北山さん Science #6256, 6257
1) #6257_Toh et al; 寄生植物の植物ホルモンレセプターを同定した話です。ストリゴラクトンは植物が根から出すホルモンで、発芽などに重要だそうですが、アフリカでは寄生植物Strigaが、このホルモンに対する高い受容度をもつために、宿主植物を乗っ取り自分が発芽して成長するために利用してしまうようで、耕作に大きな影響を与えてしまっているそうです。ストリゴラクトンのレセプターはシロイヌナズナで同定されており、そのホモログを探して、ShHTLと名付けた11種のタンパク質を調べたところ、確かに高いホルモン親和性が見られ、結晶構造を解くと結合ポケットが大きく開いていたということでした。まとまった仕事で、名古屋大学のITbMのグループも関与している研究でした。Strigaは紫色の綺麗な花を咲かせますが、有害植物として駆除が求められています。
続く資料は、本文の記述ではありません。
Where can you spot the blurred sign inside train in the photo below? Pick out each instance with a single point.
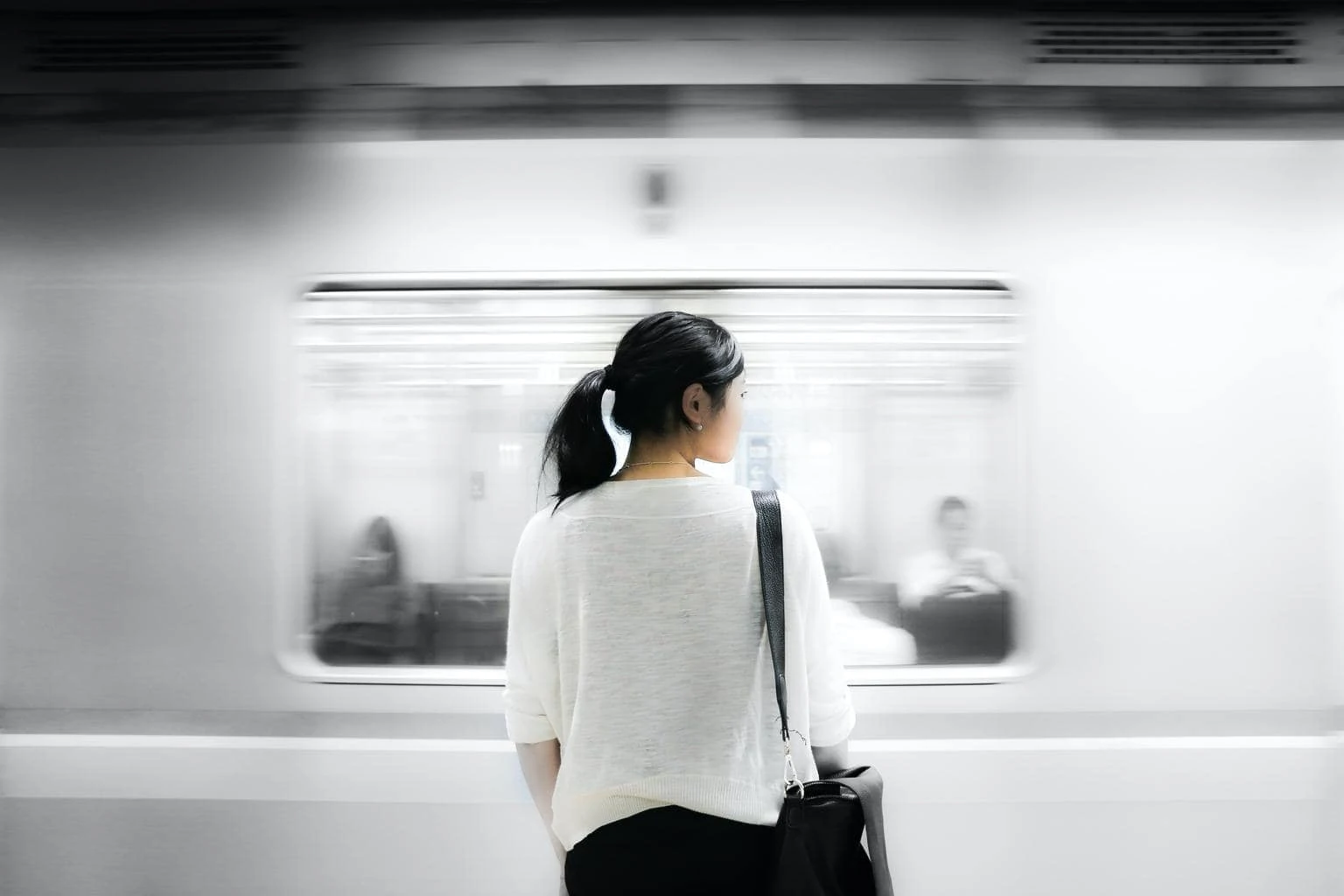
(890, 410)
2) #6256_Wu et al; ヒト腸内細菌が、腸内で生き残るために必要な遺伝子は何か?という問いに答えた研究です。腸内細菌のトランスポゾンライブラリと、同じ菌種で未処理のものを混ぜてマウスの腸に戻し、高脂肪/低脂肪食事を与えた場合にトランスポゾン処理したもので生き残った菌の数をシークエンシングで見積もるという仕事でした。Arabinoxylanを代謝/合成に関与する酵素に変異が入ると、ある腸内細菌は増えなくなるようです。一昔前では考えられないような、シークエンシングテクノロジーの進歩により、こういった仕事がどんどん行われるようになってきた気がします。
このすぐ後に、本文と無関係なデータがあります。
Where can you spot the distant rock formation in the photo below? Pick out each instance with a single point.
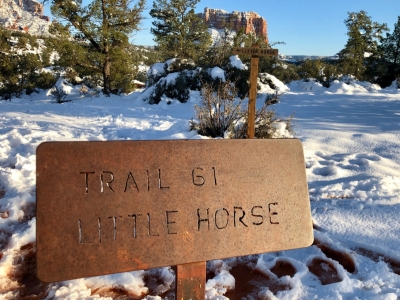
(250, 21)
(24, 15)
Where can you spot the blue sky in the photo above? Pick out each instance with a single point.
(308, 27)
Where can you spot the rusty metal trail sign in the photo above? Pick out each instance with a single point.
(108, 207)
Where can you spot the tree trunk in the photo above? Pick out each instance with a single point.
(107, 74)
(106, 52)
3) #6257_Rostislavlelva et al; endocytosysに関与する脂質キナーゼ複合体Vps30-38-34-15の複合体の結晶構造の話です。重水素-水素交換Mass Spectroscopyという最近流行り出した手法で、膜との相互作用部位も同定していました。大きなV型の全体構造で、口の部分に脂質を挟み込むのではないか、と考えているようです。それにしても、よくぞこのような複雑な構造が結晶化できたもんだ、と感心しました。